3・アスクレピオス

 患者のバイタルは安定した。

 メインディスプレイにぎっしり並べられた画像や数値をしばらく検討していた伊藤は、スタッフに宣言した。

「手術に耐えられるレベルだと判断する。続行しよう」

 同意だ。

 不穏な空気が漂ってはいたが、手術のルーチン作業が再開された。

 右側を上にして横向きに寝かされた患者の頭は、三点支持の固定具でがっちり固定されている。パークベンチ・ポジションと呼ばれる、ベンチで横向きに昼寝をしているような姿勢だ。

 若手医師が再度、頭部を剃毛した。

 きちんと皮膚にテンションをかけながら、刃を寝かせて剃っていく。手早く、皮膚に傷をつけていない。安心して見ていられる手際の良さだ。さすが福山記念の若手脳外科だ。高いポテンシャルを感じさせる才能を揃えている。

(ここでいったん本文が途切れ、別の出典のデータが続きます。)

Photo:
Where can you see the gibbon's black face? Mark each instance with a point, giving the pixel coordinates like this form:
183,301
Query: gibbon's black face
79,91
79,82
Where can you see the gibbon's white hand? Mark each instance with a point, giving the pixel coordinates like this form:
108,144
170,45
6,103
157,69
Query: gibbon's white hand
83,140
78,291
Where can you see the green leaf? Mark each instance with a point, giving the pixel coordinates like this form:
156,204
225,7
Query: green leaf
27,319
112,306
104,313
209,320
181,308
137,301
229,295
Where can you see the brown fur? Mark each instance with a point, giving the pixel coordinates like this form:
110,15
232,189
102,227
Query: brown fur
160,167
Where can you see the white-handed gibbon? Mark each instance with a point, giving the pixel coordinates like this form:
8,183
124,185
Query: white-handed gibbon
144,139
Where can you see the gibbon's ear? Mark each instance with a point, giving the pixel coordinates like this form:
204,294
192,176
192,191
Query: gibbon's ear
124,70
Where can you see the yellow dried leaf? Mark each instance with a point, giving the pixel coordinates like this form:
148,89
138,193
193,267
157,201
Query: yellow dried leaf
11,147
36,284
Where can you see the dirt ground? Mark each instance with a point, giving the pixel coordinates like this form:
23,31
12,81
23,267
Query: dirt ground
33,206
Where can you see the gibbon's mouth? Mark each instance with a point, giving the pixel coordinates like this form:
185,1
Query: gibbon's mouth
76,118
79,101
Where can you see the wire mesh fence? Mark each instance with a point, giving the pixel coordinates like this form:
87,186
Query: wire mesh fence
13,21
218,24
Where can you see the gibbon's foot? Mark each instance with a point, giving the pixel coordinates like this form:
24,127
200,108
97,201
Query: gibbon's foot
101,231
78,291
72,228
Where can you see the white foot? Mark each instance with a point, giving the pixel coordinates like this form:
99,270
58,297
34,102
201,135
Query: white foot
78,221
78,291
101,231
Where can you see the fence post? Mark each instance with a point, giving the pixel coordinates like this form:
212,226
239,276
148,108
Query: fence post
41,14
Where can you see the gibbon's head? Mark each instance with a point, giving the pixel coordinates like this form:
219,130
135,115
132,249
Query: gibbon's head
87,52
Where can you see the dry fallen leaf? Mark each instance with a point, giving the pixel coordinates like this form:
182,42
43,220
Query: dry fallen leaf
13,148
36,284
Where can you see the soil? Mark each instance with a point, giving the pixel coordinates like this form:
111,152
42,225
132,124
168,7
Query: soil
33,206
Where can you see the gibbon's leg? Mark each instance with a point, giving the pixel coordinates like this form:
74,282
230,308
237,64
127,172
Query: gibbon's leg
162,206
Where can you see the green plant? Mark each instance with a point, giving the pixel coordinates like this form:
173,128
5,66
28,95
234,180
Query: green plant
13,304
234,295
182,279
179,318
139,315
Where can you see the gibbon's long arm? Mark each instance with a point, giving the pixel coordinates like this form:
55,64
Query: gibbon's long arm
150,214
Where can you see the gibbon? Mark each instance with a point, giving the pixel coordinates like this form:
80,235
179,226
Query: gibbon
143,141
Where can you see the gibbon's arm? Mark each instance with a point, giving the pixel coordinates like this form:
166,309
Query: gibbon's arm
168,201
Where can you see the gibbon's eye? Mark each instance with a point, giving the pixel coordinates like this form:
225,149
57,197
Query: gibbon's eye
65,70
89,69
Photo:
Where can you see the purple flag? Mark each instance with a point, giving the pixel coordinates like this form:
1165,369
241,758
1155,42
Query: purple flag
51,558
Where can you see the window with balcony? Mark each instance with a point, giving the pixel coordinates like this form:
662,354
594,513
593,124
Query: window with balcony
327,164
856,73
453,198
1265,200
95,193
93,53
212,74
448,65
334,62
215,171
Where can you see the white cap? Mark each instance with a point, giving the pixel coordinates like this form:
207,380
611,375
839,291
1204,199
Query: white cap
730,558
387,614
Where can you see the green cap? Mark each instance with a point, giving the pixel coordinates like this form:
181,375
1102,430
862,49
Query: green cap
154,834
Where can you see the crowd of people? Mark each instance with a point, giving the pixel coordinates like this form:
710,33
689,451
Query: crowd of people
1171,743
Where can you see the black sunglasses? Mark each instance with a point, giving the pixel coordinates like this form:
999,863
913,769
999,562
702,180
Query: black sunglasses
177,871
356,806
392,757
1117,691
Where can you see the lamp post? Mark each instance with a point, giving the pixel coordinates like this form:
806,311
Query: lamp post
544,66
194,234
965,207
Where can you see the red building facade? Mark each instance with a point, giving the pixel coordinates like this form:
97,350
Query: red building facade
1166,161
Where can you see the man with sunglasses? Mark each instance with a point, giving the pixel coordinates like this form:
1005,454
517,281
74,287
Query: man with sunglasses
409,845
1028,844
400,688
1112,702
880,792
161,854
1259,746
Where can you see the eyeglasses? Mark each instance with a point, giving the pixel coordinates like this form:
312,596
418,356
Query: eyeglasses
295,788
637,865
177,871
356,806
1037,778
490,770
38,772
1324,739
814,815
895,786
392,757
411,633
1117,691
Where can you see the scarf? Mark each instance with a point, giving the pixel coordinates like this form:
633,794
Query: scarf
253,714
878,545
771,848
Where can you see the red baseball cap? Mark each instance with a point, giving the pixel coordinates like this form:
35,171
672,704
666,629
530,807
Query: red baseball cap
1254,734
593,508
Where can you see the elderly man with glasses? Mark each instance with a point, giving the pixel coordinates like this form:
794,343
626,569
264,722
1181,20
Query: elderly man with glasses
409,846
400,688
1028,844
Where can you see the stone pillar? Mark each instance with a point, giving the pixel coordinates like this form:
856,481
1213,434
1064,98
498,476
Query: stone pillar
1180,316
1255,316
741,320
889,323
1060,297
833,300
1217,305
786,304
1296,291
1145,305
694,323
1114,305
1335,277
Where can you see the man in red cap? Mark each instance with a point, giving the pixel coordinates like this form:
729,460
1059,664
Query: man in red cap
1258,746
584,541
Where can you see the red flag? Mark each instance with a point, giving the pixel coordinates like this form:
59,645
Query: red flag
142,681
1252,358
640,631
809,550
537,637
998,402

『剃毛は術者のセンス』だといわれる。体毛を剃るという単純そうな作業の中に、手術のエッセンスがふんだんに詰め込まれているからだ。刃先の切れ味や皮膚の弾力などを感じ取る〝感性〟が備わってなければ、安全、的確に器具を使いこなすことなどできない。下手な者は毛を剃るだけで患者を切り傷だらけにして、血が床にたれるほど出血させてしまう。ある程度場数を踏んでも進歩しない者は、術者としての大成は望めない。

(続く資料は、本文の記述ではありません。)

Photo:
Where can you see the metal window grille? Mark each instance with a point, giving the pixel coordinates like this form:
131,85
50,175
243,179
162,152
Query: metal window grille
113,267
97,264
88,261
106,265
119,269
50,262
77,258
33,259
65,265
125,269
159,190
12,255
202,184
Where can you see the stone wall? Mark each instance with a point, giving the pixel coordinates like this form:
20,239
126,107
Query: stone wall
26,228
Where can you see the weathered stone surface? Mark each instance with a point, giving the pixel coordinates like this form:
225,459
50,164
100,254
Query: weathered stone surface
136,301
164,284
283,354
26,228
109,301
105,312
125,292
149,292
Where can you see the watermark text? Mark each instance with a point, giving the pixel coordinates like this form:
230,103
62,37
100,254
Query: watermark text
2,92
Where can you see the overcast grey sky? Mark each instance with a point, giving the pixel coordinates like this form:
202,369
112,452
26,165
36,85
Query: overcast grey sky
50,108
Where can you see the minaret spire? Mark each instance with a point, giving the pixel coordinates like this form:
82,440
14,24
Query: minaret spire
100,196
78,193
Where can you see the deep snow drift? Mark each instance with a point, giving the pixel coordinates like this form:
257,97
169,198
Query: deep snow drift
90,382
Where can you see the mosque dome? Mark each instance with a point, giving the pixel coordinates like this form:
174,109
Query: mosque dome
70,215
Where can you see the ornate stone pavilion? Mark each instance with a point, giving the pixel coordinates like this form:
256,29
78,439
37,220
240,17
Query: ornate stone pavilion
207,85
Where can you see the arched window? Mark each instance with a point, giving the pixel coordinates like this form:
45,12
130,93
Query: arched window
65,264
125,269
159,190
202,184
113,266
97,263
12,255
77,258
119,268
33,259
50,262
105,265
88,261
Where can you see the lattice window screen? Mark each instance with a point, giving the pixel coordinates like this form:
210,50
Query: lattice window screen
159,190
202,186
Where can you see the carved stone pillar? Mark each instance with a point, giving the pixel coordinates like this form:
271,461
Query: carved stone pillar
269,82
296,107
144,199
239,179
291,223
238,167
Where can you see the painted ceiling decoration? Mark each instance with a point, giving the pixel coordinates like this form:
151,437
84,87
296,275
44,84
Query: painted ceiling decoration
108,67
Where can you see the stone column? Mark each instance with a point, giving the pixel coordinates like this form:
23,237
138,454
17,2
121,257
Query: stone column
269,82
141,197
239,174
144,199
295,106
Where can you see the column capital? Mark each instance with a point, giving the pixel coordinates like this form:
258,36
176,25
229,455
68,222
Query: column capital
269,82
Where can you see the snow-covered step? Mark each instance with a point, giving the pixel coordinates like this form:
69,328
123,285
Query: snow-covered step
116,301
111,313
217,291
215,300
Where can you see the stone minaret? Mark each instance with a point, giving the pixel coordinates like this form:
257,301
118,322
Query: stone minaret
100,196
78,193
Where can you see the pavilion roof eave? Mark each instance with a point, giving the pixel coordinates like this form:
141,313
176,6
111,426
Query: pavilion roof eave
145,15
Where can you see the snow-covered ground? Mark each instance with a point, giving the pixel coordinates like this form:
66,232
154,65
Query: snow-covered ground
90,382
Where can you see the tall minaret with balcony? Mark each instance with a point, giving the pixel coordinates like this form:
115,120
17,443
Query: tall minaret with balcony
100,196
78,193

 剃毛を終えると、丁寧に消毒してから開頭部にマーキングする。

 ここにも感性は現れる。素早く、正確に、作業しやすい目印を残さなければならない。マーキングが下手なら、その医師には手術を任せる気になれない。

 この医師は完璧だった。

 そして、ナビゲーション用のフレームをセットする――

 滅菌された覆い布をかける――

 病名、手術名を読み上げ、手術開始の挨拶をする――

 第一助手の手によって、患者の頭皮が切開されていく――

 切開された頭皮はクリップで止血される――

 切開した皮膚弁をめくり、すぐ下の腱膜、筋群を剥離する――

 頭蓋骨が露出する――

 数限りなく経験してきた、脳外科手術の開始手順だ。

 開頭手術は脳外科医が真っ先に覚えなければならない基本的な手技だ。だが今回のように、大胆で繊細な技巧が必要とされる場合も少なくない。

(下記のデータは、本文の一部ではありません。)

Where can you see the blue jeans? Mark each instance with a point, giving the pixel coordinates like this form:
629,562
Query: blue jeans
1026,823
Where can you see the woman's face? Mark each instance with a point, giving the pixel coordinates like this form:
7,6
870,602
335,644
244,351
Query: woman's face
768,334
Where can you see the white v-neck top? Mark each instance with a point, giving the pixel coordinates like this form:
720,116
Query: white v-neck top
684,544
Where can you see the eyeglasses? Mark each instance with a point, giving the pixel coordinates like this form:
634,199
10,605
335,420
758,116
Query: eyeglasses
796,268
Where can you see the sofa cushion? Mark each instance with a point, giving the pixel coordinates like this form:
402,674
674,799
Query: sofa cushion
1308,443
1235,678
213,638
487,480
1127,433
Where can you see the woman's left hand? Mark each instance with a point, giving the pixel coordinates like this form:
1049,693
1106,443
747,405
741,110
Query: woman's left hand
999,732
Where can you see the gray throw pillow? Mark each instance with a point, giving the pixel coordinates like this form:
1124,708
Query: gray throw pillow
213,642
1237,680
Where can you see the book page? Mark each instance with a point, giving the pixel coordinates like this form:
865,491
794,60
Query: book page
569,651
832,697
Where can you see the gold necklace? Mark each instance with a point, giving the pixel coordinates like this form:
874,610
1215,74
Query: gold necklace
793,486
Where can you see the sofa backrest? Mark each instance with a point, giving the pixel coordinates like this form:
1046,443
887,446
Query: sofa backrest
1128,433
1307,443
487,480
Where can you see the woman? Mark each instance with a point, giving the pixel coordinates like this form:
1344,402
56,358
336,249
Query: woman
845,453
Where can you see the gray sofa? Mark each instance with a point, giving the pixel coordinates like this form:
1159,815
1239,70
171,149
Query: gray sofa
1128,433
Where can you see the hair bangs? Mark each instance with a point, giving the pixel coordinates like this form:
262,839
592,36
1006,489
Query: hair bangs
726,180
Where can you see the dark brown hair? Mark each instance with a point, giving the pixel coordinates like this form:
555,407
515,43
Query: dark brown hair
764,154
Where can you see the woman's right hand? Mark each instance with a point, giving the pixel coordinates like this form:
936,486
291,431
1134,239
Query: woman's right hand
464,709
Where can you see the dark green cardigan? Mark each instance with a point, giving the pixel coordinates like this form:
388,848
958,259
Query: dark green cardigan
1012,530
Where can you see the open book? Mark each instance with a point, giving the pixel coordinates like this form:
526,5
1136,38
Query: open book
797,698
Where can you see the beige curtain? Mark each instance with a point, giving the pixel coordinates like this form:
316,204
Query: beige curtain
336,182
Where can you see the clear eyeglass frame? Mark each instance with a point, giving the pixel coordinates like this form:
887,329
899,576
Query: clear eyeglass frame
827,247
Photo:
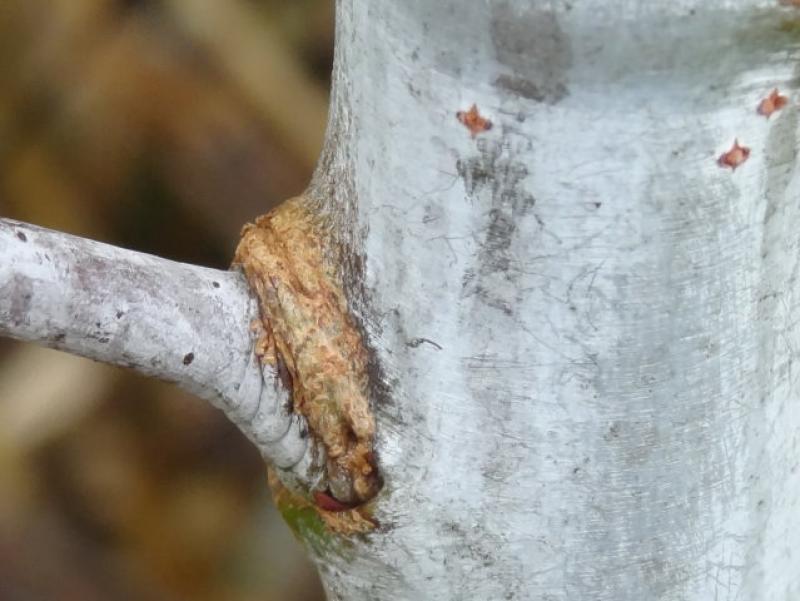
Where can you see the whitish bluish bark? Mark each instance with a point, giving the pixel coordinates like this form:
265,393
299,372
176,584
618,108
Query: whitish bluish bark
584,327
182,323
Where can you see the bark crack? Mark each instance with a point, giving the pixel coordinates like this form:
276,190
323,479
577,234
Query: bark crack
290,261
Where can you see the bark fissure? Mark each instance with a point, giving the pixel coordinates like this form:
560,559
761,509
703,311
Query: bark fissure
291,264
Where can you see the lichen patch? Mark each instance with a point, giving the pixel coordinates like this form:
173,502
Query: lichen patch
290,261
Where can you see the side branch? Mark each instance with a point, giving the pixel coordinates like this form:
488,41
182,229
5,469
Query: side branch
181,323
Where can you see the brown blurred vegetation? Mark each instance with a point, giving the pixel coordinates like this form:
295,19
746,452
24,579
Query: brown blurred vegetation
160,125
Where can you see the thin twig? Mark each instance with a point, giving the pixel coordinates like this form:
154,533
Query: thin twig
182,323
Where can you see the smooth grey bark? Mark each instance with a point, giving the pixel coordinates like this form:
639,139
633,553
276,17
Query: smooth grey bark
181,323
584,325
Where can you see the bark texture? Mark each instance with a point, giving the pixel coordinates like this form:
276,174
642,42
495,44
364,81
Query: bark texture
176,322
582,320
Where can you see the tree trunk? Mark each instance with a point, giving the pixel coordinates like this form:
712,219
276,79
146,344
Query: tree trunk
565,240
580,296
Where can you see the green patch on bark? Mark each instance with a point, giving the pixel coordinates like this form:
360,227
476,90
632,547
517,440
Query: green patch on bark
307,526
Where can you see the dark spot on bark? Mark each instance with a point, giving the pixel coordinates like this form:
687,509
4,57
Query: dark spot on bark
415,342
613,431
495,178
528,89
531,44
283,374
21,291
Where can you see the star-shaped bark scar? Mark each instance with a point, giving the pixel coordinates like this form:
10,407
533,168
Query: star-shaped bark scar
774,102
473,121
734,157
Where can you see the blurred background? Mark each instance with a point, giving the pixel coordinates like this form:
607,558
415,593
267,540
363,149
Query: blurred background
163,126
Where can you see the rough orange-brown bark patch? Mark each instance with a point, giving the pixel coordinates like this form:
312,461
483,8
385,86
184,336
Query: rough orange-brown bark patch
357,520
735,156
774,102
473,121
291,264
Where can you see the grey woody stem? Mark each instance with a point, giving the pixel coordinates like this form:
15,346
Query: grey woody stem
181,323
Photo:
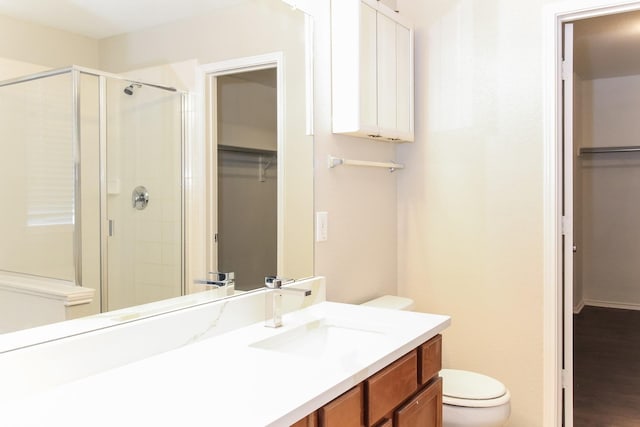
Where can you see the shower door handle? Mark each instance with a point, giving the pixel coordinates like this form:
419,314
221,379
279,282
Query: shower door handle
140,198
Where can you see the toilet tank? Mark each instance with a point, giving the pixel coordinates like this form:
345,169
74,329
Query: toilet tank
391,301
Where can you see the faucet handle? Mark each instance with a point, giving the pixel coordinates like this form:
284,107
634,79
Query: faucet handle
275,282
222,276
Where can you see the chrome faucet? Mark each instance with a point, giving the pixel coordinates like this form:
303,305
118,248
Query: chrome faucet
221,280
273,307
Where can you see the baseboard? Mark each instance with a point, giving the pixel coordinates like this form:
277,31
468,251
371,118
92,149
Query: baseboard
612,304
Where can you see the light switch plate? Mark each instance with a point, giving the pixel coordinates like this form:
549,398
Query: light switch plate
322,224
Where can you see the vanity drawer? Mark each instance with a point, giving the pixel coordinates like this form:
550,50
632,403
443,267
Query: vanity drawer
345,411
310,420
390,387
430,359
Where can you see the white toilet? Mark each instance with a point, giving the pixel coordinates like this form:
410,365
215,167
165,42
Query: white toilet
473,400
469,399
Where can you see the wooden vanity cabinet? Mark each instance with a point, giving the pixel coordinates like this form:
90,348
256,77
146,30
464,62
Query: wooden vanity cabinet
390,387
344,411
310,420
424,409
407,393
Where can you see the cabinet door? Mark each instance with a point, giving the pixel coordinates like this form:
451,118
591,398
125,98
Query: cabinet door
430,357
386,36
404,83
344,411
424,410
391,386
368,70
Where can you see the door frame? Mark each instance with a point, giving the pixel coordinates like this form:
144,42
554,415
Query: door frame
554,17
209,73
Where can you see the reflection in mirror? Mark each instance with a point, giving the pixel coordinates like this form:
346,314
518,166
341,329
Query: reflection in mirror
247,203
96,136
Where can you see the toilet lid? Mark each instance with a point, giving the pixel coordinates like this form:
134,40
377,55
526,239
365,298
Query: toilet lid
470,385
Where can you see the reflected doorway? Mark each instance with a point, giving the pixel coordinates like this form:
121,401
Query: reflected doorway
247,176
244,169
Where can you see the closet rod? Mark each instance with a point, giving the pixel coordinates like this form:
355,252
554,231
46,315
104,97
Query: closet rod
246,150
336,161
602,150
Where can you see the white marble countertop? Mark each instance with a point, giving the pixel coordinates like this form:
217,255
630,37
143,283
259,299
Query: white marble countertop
231,379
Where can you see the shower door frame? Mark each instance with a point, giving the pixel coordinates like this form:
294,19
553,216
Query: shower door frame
104,220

 顕微鏡下での手術操作のやりやすさは、開頭の良し悪しでほぼ決まってしまうからだ。開頭は一見おおざっぱな操作に見えるが、手術の方向性を定める〝第一歩〟なので未熟な者には任せられないのだ。

 頭蓋骨に穴が穿たれていく。小さな穴がいくつか開けられ、その間を切って頭蓋骨を外す――〝骨切り〟だ。

 そして、〝側頭骨ドリリング〟が始まる。最初の山場だ。

 第一助手がサージカル・ドリルを取った。重要な構造物――顔面神経と三半規管、聴神経を損傷しないように、顕微鏡で確認しながらドリルで丁寧に削っていく。

 骨の削りかすは第二助手が吸引管で吸い取る。

 そのコンビネーションは極めて重要だ。慣れないと4、5時間かけても充分に広い術野を展開できないばかりか、構造物を損傷して後遺症を残す。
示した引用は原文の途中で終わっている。